Publish first round of notes on why MySQL sucks so hard.

author: Owen Jacobson <owen.jacobson@grimoire.ca> 2013-01-23 11:45:22 -0500
committer: Owen Jacobson <owen.jacobson@grimoire.ca> 2013-01-23 11:45:22 -0500
commit: 00625756221084216b9416b65d10c4888d37a7b0 (patch)
tree: 03965c836df5ae8c9610c1522ab0ff188299db23 /wiki/mysql
parent: 466baf07b83a99e4522100e962977fe053d78ce1 (diff)
parent: f792fe876b00f912b3249de0469ebb0ac32cf944 (diff)
1 files changed, 179 insertions, 0 deletions
diff --git a/wiki/mysql/choose-something-else.md b/wiki/mysql/choose-something-else.md
new file mode 100644
index 0000000..212b8f7
--- /dev/null
+++ b/wiki/mysql/choose-something-else.md
@@ -0,0 +1,179 @@
+# Do Not Pass This Way Again
+
+Considering MySQL? Use something else.

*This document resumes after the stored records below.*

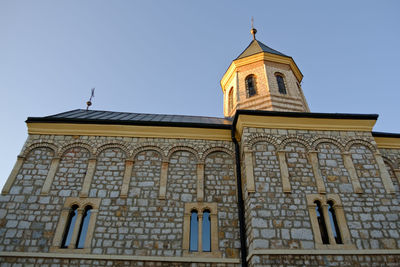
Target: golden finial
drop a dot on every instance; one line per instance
(253, 30)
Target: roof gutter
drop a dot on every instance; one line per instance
(122, 122)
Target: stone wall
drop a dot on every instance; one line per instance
(138, 224)
(278, 220)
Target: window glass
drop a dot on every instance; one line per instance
(335, 226)
(206, 229)
(73, 213)
(230, 99)
(321, 223)
(281, 84)
(84, 226)
(250, 86)
(194, 231)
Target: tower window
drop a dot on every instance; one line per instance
(281, 84)
(230, 100)
(250, 86)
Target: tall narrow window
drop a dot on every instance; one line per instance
(321, 223)
(84, 227)
(194, 231)
(206, 235)
(69, 228)
(334, 224)
(281, 84)
(250, 86)
(230, 100)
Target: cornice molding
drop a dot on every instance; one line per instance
(298, 123)
(129, 131)
(387, 142)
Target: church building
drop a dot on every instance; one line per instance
(268, 184)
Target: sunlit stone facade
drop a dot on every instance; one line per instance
(274, 185)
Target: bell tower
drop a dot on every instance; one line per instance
(261, 78)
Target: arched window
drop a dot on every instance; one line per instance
(281, 84)
(83, 227)
(69, 228)
(334, 224)
(230, 100)
(206, 231)
(321, 223)
(251, 85)
(194, 231)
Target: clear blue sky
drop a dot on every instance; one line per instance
(169, 56)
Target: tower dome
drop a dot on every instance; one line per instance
(262, 78)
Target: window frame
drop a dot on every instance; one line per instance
(340, 219)
(230, 100)
(201, 208)
(285, 90)
(254, 91)
(82, 204)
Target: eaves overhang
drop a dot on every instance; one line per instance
(151, 129)
(302, 121)
(387, 140)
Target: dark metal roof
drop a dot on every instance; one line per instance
(256, 47)
(127, 118)
(382, 134)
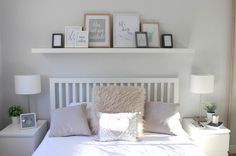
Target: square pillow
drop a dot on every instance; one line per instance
(162, 118)
(117, 126)
(69, 121)
(116, 99)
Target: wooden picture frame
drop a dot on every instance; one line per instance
(57, 40)
(99, 29)
(81, 39)
(70, 36)
(141, 39)
(167, 41)
(124, 28)
(28, 120)
(152, 29)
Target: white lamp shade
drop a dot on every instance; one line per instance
(27, 84)
(202, 84)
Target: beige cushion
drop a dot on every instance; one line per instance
(69, 121)
(116, 99)
(117, 126)
(162, 118)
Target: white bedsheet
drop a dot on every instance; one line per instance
(151, 144)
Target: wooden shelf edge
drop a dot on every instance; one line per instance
(113, 50)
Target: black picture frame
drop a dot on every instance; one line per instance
(57, 40)
(167, 41)
(141, 39)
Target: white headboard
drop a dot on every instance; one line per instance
(64, 91)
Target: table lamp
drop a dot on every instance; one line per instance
(27, 85)
(201, 84)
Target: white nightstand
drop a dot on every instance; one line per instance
(214, 142)
(15, 141)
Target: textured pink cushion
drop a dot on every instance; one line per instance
(69, 121)
(162, 118)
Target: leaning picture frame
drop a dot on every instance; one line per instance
(152, 29)
(70, 36)
(124, 28)
(98, 26)
(28, 120)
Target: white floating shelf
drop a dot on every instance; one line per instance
(113, 50)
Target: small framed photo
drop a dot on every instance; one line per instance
(152, 29)
(167, 41)
(70, 35)
(141, 39)
(28, 120)
(82, 39)
(99, 29)
(57, 40)
(124, 28)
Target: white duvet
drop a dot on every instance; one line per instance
(150, 145)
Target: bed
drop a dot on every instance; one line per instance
(67, 91)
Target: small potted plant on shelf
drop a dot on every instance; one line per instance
(14, 112)
(210, 108)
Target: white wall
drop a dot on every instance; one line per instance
(200, 24)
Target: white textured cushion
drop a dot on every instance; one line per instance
(69, 121)
(162, 118)
(117, 126)
(116, 99)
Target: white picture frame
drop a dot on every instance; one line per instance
(99, 27)
(28, 120)
(124, 28)
(152, 29)
(81, 39)
(70, 35)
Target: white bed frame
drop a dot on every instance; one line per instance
(65, 91)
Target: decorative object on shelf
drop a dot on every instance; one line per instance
(141, 39)
(153, 33)
(201, 84)
(210, 108)
(167, 41)
(27, 85)
(28, 120)
(70, 35)
(82, 39)
(124, 28)
(14, 112)
(99, 28)
(57, 40)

Already on MySQL? Migrate. For every
+successful project built on MySQL, you could uncover a history of time wasted
+mitigating MySQL's inadequacies, masked by a hard-won, but meaningless, sense
+of accomplishment over the effort spent making MySQL behave.
+
+Thesis: databases fill roles ranging from pure storage to complex and
+interesting data processing; MySQL is differently bad at both tasks. Real apps
+all fall somewhere between these poles, and suffer variably from both sets of
+MySQL flaws.
+
+* MySQL is bad at [storage](#storage).
+
+## Storage
+
+Storage systems have four properties:
+
+1. Take and store data they receive from applications.
+2. Keep that data safe against loss or accidental change.

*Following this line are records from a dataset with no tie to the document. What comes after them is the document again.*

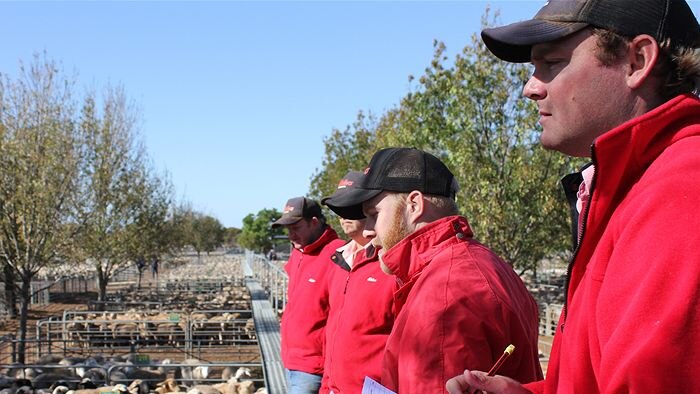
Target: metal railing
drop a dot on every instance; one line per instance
(271, 276)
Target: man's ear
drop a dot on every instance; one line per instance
(642, 55)
(415, 206)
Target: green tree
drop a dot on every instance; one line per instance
(39, 148)
(150, 235)
(231, 237)
(208, 233)
(256, 234)
(111, 193)
(470, 114)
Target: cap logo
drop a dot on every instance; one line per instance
(345, 183)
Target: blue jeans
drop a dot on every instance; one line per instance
(302, 383)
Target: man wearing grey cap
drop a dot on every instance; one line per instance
(458, 304)
(305, 315)
(617, 81)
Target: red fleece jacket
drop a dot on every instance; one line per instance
(303, 323)
(631, 323)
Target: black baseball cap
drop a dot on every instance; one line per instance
(347, 187)
(400, 170)
(662, 19)
(298, 208)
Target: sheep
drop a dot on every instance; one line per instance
(167, 386)
(120, 388)
(193, 374)
(227, 373)
(233, 386)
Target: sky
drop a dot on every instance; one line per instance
(235, 98)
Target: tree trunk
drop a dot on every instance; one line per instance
(25, 296)
(10, 290)
(102, 281)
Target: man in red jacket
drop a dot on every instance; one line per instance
(361, 305)
(616, 80)
(305, 315)
(459, 305)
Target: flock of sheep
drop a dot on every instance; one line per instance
(202, 305)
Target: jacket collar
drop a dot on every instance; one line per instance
(621, 156)
(407, 258)
(366, 254)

+3. Provide stored data to applications on demand.
+4. Give administrators effective management tools.
+
+In a truly "pure" storage application, data-comprehension features
+(constraints and relationships, nontrivial functions and aggregates) would go
+totally unused. There is a time and a place for this: the return of "NoSQL"

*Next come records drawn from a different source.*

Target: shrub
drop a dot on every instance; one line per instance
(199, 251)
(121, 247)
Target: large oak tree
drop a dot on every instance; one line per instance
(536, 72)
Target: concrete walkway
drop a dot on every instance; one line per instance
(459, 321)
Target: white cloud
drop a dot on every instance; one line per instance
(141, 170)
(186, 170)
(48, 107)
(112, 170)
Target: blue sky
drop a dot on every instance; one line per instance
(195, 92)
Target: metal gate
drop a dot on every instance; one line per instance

+storage systems attests to that.
+
+Pure storage systems tend to be closely coupled to their "main" application:
+consider most web/server app databases. "Secondary" clients tend to be
+read-only (reporting applications, monitoring) or to be utilities in service
+of the main application (migration tools, documentation tools). If you believe
+constraints, validity checks, and other comprehension features can be
+implemented in "the application", you are probably thinking of databases close
+to this pole.
+
+### Storing Data
+
+MySQL has many edge cases which reduce the predictability of its behaviour
+when storing information. Most of these edge cases are documented, but violate
+the principle of least surprise (not to mention the expectations of users
+familiar with other SQL implementations).
+
+* Implicit conversions (particularly to and from string types) can modify
+  MySQL's behaviour.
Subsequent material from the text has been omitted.